When users opt to take advantage of the rewards program, they’re paid in the form of LinkTokens. LinkTokens are digital assets generated through the blockchain that users can use to access other services from Xunlei.
OneThing Cloud walked away from CES an award winner, receiving the GeekPark award for “CES Most Popular Product” and TMPTPost.com’s award for “Global Blockchain Innovation Product.”
OneThing Cloud is already widely used in the Chinese market, with 1 million users and 19 million pre-orders to date.
Cisco’s New Cloud DVR Storage Solution
Cisco has developed a strategy it calls Smart Streaming. (put a reference here, like, according to…) It’s a method for working with cloud DVR recordings that Cisco found reduces the overall storage requirement for media by 30% to 40%.

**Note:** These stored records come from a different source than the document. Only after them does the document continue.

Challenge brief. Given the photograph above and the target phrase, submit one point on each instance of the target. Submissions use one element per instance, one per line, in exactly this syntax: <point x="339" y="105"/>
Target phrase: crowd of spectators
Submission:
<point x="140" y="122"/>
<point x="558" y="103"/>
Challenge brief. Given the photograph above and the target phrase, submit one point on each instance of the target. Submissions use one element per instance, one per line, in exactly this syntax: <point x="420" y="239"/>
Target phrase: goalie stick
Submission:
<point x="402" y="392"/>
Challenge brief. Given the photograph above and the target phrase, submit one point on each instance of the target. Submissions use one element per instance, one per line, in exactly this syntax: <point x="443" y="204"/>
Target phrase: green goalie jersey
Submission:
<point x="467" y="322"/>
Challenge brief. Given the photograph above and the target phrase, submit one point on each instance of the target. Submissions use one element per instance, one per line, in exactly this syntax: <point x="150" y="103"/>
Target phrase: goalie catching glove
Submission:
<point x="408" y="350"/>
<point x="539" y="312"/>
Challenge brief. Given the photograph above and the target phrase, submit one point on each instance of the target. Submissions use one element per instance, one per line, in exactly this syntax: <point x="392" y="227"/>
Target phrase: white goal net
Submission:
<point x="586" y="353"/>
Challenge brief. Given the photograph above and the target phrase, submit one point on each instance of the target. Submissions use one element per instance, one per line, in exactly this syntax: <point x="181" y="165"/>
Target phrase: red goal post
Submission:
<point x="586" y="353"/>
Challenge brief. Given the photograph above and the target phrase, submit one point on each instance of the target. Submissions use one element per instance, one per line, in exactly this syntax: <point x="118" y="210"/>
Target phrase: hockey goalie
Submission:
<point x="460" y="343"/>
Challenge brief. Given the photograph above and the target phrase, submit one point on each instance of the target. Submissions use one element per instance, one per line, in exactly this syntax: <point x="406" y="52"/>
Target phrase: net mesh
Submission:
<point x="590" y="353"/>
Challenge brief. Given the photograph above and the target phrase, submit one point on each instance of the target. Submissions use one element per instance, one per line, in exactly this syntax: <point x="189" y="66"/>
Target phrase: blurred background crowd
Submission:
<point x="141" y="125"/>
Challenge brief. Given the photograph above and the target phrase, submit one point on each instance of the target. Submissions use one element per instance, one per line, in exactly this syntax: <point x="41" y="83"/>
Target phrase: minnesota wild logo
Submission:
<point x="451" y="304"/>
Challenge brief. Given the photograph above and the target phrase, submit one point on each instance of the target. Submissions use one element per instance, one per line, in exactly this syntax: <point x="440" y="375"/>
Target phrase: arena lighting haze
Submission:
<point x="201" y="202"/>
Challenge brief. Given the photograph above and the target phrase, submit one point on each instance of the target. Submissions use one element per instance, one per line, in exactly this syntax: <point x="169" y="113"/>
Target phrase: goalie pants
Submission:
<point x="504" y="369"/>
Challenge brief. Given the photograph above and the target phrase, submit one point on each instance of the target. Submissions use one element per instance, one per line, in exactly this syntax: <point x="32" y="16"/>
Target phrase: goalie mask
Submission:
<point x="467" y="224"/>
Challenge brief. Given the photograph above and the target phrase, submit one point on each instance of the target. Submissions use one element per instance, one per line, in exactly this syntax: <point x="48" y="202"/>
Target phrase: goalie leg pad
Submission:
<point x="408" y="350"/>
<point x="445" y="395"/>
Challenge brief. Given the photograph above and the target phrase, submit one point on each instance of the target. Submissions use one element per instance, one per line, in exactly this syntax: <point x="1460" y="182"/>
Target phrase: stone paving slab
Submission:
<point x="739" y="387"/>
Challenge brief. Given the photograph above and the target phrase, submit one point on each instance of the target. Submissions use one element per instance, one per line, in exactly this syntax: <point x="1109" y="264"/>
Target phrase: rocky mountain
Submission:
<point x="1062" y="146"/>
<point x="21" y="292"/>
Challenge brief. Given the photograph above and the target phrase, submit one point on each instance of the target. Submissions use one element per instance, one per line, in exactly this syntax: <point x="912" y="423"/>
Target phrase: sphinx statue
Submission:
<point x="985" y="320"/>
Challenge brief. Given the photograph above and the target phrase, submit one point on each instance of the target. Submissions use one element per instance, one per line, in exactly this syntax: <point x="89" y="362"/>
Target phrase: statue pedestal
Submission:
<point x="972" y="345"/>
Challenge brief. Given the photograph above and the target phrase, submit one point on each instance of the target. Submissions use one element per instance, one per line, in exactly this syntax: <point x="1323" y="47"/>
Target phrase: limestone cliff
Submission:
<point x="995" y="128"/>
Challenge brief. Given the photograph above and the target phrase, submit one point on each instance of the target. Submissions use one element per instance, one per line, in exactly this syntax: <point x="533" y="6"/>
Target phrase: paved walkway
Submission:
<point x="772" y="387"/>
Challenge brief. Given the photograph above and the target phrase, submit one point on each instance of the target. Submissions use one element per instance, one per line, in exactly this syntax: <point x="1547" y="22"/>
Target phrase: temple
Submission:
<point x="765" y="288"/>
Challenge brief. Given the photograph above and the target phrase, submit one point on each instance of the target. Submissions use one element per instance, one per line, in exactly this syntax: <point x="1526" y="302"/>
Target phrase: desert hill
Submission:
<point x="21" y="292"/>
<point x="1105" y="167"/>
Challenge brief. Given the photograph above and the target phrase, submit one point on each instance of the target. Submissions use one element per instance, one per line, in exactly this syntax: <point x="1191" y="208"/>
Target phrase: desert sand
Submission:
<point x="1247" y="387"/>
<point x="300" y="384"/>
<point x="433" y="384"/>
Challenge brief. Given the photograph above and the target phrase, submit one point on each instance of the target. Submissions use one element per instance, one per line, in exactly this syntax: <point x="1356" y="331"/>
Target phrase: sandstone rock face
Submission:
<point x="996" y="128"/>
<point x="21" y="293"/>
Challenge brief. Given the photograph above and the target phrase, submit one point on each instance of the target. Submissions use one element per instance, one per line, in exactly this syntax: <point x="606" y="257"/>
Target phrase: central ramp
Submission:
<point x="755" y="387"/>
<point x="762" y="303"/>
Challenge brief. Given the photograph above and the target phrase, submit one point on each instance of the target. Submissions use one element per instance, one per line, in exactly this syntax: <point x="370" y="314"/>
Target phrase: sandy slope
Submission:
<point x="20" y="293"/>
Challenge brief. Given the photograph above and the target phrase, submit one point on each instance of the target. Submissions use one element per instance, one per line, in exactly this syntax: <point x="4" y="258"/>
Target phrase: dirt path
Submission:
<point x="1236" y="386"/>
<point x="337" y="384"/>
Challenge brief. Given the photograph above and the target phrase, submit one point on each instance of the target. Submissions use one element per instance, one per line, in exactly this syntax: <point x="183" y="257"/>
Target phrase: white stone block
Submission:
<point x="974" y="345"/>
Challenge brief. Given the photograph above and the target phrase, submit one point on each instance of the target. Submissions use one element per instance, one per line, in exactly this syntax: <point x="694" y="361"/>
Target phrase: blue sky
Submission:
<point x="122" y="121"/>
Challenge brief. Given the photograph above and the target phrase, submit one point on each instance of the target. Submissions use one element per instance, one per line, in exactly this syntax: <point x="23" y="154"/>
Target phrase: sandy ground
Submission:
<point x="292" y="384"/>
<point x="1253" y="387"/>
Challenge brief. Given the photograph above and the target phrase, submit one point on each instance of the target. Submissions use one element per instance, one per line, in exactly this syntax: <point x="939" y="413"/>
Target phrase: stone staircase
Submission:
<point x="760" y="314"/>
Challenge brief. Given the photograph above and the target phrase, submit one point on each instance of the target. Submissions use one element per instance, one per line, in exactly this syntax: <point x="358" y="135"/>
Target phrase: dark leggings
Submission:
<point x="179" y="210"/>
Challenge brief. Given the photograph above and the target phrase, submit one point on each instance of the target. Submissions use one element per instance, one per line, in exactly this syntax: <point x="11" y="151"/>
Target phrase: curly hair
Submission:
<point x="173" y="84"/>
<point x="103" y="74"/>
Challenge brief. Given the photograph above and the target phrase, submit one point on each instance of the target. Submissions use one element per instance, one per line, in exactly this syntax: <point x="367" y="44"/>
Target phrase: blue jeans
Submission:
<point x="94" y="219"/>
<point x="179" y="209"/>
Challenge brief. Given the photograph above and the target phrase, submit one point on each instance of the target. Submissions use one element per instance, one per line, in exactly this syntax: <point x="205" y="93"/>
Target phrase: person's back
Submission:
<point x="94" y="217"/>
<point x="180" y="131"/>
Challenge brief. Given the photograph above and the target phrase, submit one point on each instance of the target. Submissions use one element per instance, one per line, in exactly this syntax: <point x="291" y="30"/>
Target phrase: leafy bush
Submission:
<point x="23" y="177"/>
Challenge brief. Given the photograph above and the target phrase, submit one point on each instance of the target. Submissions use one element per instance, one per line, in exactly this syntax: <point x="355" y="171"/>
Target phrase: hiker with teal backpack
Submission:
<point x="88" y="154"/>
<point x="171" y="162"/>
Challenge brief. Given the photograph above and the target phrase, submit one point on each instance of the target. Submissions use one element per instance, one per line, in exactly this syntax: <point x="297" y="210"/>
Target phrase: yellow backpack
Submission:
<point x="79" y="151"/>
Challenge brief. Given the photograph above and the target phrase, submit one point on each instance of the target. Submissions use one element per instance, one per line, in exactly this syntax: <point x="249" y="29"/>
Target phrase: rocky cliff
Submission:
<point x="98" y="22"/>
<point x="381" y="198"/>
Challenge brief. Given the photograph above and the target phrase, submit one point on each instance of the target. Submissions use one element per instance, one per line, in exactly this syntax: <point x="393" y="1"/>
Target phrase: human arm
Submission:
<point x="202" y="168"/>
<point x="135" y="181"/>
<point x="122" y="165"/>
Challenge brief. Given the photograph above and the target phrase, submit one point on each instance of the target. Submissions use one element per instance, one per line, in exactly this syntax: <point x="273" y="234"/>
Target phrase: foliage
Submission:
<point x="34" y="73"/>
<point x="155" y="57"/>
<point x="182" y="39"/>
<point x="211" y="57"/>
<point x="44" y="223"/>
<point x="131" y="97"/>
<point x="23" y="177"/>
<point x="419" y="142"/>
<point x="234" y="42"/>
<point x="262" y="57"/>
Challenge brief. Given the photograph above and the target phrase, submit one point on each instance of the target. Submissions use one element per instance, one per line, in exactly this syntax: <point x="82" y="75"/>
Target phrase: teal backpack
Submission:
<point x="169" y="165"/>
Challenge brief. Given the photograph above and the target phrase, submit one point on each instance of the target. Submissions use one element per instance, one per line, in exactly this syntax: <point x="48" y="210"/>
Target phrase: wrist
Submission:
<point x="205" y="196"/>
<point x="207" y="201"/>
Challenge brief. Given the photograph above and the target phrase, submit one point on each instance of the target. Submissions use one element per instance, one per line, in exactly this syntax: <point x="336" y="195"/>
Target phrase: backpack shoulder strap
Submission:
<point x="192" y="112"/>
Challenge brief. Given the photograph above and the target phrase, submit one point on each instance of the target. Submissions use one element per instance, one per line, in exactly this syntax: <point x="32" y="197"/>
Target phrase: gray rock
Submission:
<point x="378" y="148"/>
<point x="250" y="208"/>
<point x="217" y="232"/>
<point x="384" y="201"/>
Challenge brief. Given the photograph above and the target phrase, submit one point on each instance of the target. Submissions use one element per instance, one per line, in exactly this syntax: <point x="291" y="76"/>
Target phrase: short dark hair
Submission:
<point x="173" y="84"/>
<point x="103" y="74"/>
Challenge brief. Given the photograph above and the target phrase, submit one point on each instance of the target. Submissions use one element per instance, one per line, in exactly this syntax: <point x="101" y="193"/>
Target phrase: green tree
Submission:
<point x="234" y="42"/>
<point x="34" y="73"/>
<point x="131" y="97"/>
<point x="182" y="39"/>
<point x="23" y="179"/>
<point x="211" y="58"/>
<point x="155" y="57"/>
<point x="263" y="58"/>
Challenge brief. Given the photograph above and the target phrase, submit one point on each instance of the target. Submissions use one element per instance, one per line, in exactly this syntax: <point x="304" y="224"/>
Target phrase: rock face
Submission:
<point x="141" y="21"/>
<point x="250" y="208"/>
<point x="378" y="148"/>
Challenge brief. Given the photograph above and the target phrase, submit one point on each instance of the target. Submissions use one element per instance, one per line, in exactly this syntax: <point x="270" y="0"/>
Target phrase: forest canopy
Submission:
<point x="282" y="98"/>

For cable providers and other companies offering cloud-based DVR service, storage is a significant factor in the cost of doing business. In the United States, these costs are considerable when you factor in a requirement that providers save a separate copy of each program for every customer, rather than one copy that is then streamed live on demand.
As more users opt for cord-cutting solutions to traditional cable offerings, companies like Hulu, AT&T, and Comcast have been offering customers a cloud-based DVR alternative for recording live TV and accessing those recordings on mobile devices such as smartphones.
Cisco’s solution involves adjusting the bitrate of each scene based on the amount of complexity in each frame. For example, a newscast with a talking head on a stationary background requires less bandwidth to transmit clearly than a sporting event where the camera is continuously panning over a large crowd of moving people.
By optimizing the bitrate to match the scene, Cisco achieved a significantly reduced the storage required, on average, for media stored in cloud DVR services. This is a method standard in the world of live video streaming, but until now, hasn’t been deployed for cloud DVR applications where storage is a considerable issue.
2018 and Beyond
Las Vegas’ annual CES is giant, four-day long showcase of consumer electronics from all corners of the world. This year was no exception.
Amazon’s virtual assistant, Alexa, went head-to-head with Google Assistant. Brands that support content delivery and cloud services like Cisco showcased new ways of making content delivery more efficient. New cloud technologies emerged, and terms like “blockchain” became part of the regular discourse on the showroom floor.
For the world of the cloud, CES 2018 was a promising look at what is expected to be a big year.